A few months ago Brian Beach, a Distinguished Engineer at cloud backup joint Backblaze, published a set of study-like blog postings relating their experiences with hard drive lifespan in their 25,000 plus spindle environment.
The blogs garnered quite a bit of interest due to the subject matter, and provocative titles like: “How Long Do Hard Drives Last?” “Enterprise Drives: Fact or Fiction?” and “What Hard Drive Should I Buy?” The blogs raise interesting questions and put forward controversial conclusions.
One of most contentious claims came from the first blog (Simon Sharwood covers it here) in which Beach asserts that consumer-grade hard drives are actually more reliable than their supposedly industrial strength (and definitely more pricey) enterprise cousins. According to their research, enterprise drives failed at an annual rate of 4.6% vs. 4.2% for the consumer versions.
The bottom line, according to Beach, is that consumer drives are a better choice (even after factoring in the longer enterprise warranty) due to their higher reliability and lower cost.
Even more contentious (or contentiouser?) is the last blog, which showed Backblaze failure rates by drive manufacturer. The results were pretty stark, with an “Annual Failure Rate” chart that showed Hitachi drives at less than 2%; Western Digital spinners at around 3%; and Seagate drives at an astounding 14% for the 1.5TB flavor, ~9% for 3TB, and a still-too-high 3.8% or so for the 4GB version. Yikes! We should stay away from Seagate, then, right?
Not So Fast…
Some digging into the analysis reveals that the foundations underlying the Backblaze conclusions aren’t all that sturdy. Take the data center vs. consumer drive failure rate stat, for example. To compute annual failure rates, Backblaze compares failures per “drive-years of service,” which is the number of each type of drive they have multiplied by years of service – simple, eh?
The problem is that they’re comparing 14,719 drive-years of service on their consumer disks vs. only 368 drive-years of service on data center-grade drives. Overall, the enterprise drives had 17 (4.6%) failures while the consumer drives bricked 613 times (4.2%).
This is a damned small sample on the data center drive side of the equation. The difference between 4.2% and 4.6% annual failure rates on 368 drive-years’ worth of service is only 1.5 spindles.
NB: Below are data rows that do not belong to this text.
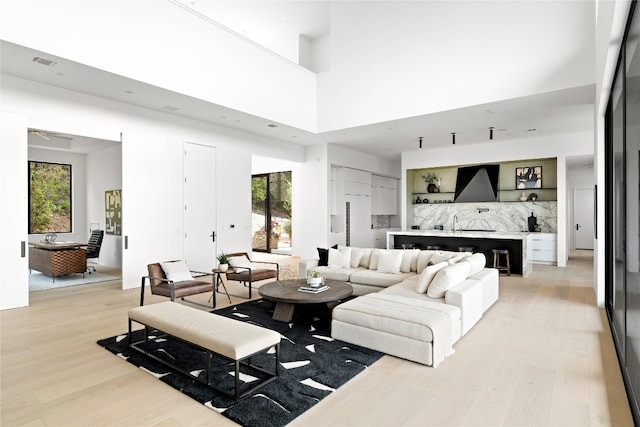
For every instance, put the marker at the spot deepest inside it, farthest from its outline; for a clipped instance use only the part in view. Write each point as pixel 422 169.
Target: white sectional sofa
pixel 414 304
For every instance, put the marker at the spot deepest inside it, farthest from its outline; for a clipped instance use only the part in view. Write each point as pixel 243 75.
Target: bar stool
pixel 496 260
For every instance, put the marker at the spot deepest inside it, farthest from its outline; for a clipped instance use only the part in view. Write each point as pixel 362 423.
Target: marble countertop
pixel 466 233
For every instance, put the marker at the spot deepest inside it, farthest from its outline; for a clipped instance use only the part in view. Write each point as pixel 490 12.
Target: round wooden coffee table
pixel 286 295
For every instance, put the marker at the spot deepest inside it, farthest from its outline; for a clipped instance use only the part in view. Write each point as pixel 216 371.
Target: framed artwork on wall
pixel 113 212
pixel 528 177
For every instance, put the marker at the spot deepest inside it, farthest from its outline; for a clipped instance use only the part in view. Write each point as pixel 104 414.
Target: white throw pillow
pixel 356 257
pixel 373 260
pixel 389 261
pixel 340 258
pixel 427 276
pixel 241 262
pixel 176 271
pixel 477 263
pixel 440 256
pixel 366 258
pixel 447 278
pixel 424 257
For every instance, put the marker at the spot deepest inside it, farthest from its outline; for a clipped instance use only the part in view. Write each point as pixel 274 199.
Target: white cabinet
pixel 544 248
pixel 384 195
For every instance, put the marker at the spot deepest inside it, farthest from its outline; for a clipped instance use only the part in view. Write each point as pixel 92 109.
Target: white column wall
pixel 160 43
pixel 560 146
pixel 14 284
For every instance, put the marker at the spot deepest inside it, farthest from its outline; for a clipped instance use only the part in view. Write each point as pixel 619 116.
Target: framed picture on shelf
pixel 529 177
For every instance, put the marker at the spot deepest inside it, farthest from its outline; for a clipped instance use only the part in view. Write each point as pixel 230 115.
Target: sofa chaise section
pixel 417 330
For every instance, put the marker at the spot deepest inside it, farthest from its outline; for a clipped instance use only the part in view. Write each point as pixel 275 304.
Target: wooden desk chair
pixel 176 282
pixel 243 270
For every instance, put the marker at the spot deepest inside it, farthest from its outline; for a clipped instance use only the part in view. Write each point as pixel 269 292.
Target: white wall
pixel 60 110
pixel 14 284
pixel 376 74
pixel 79 185
pixel 160 43
pixel 104 173
pixel 575 181
pixel 560 146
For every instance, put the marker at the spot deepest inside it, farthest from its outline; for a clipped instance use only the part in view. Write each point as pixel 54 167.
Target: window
pixel 49 198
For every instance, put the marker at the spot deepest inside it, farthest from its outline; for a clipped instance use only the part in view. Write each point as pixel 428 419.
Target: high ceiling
pixel 270 23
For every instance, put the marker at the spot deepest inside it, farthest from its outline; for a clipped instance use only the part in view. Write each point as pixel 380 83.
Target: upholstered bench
pixel 417 330
pixel 215 334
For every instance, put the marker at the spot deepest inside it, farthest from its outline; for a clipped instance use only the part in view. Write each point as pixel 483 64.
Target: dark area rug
pixel 313 365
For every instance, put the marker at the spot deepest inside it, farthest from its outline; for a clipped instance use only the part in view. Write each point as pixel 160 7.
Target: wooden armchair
pixel 177 282
pixel 245 271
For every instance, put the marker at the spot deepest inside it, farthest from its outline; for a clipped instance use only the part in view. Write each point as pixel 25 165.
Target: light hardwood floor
pixel 542 355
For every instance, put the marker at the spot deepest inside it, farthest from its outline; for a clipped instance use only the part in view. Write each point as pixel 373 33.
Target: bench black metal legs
pixel 142 346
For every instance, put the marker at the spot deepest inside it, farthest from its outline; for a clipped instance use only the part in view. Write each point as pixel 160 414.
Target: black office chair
pixel 93 247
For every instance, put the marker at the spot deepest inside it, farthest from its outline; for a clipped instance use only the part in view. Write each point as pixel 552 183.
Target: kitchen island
pixel 483 241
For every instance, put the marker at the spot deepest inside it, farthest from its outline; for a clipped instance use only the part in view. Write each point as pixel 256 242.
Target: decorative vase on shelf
pixel 532 222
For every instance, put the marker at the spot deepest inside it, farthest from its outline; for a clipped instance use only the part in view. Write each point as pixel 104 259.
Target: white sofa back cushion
pixel 427 275
pixel 389 261
pixel 409 260
pixel 476 262
pixel 447 278
pixel 440 256
pixel 340 258
pixel 423 259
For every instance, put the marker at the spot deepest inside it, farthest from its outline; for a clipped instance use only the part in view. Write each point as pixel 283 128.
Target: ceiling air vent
pixel 170 108
pixel 44 61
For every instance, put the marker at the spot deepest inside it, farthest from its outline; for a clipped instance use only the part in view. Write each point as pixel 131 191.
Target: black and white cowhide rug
pixel 313 365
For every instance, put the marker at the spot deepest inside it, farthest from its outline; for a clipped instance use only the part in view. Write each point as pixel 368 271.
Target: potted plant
pixel 223 262
pixel 431 178
pixel 314 278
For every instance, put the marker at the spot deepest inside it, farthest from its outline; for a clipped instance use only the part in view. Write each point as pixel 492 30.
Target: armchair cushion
pixel 176 271
pixel 240 264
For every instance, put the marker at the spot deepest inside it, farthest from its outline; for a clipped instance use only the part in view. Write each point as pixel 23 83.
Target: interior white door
pixel 583 218
pixel 152 205
pixel 14 280
pixel 200 206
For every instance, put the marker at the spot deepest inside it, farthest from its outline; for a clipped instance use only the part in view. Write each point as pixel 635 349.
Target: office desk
pixel 58 258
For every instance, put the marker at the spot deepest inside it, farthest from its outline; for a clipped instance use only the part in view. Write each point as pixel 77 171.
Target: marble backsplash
pixel 487 216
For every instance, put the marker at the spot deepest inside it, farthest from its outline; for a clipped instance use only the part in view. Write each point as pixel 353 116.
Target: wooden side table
pixel 217 280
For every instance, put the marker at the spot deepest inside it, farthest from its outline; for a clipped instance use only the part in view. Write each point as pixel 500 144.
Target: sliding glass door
pixel 623 211
pixel 271 212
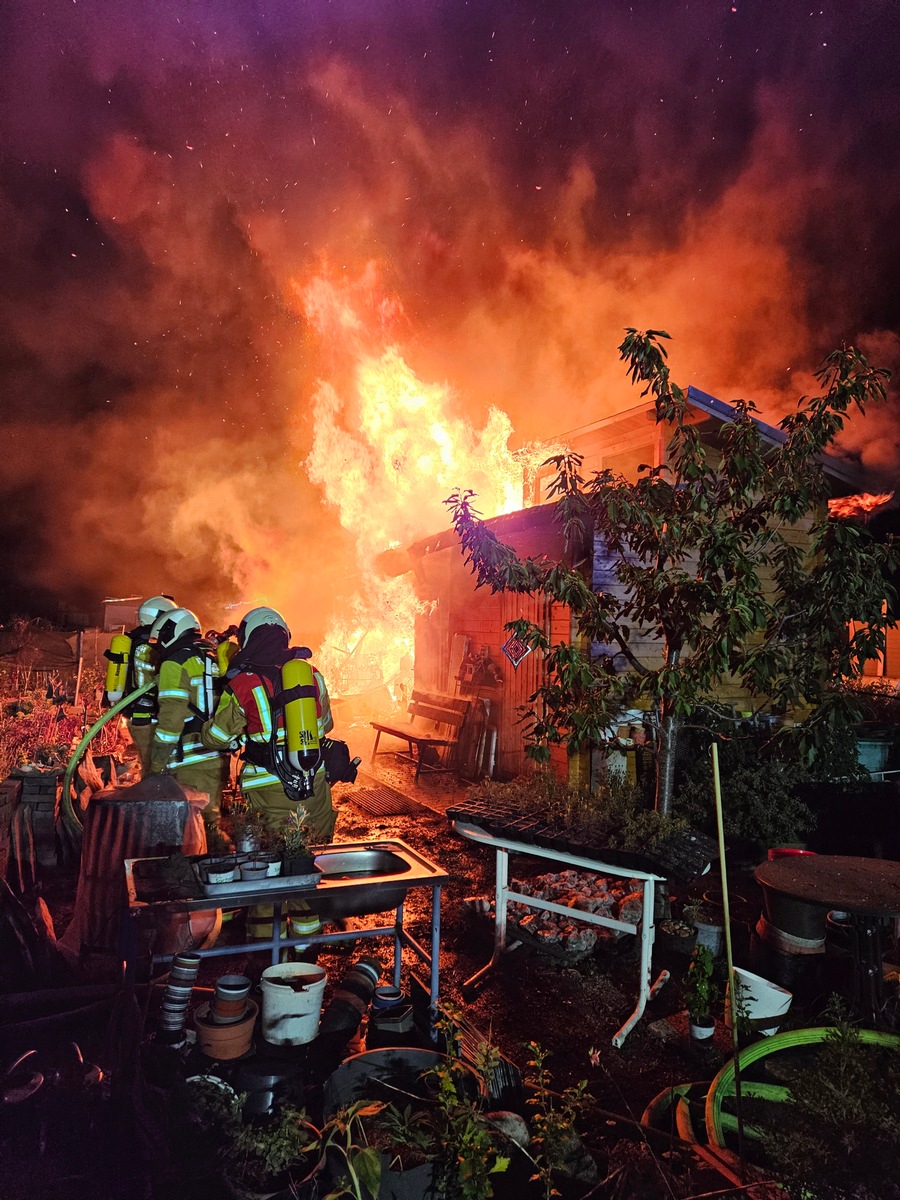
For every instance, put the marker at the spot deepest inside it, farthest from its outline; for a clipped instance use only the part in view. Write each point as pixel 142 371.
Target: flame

So if only two more enterprise drives had survived, the analysis would have shown data center drives to be more reliable than consumer drives.
Moreover, Backblaze has only run the enterprise drives for two years, compared to the more than four years of mileage on their consumer disks. Beach does acknowledge this fact, but doesn’t see any reason to believe that their enterprise drives will become more reliable in the next three years, or to the end of their warranty period.
So What Hard Drive Should I Buy? Tell me, tell me!!
Looking at big, colorful charts tells me that I should avoid Seagate drives like I avoid email from a Nigerian bureaucrat who’s just looking for a bit of help getting some money out of his country.
But the real story is a lot more nuanced and complicated. This article from Instrumental CEO Henry Newman does a great job of digging into the guts of the Backblaze analysis and pointing out the shortcomings in their approach.
Henry Newman is a bit of an institution in the HPC and storage world. He’s not what I’d call “reserved” when it comes to sharing his opinions – not a guy who pulls his punches. But he also backs up his opinions with facts and solid research, making him one of my go-to sources when I don’t understand something (which is pretty damned often).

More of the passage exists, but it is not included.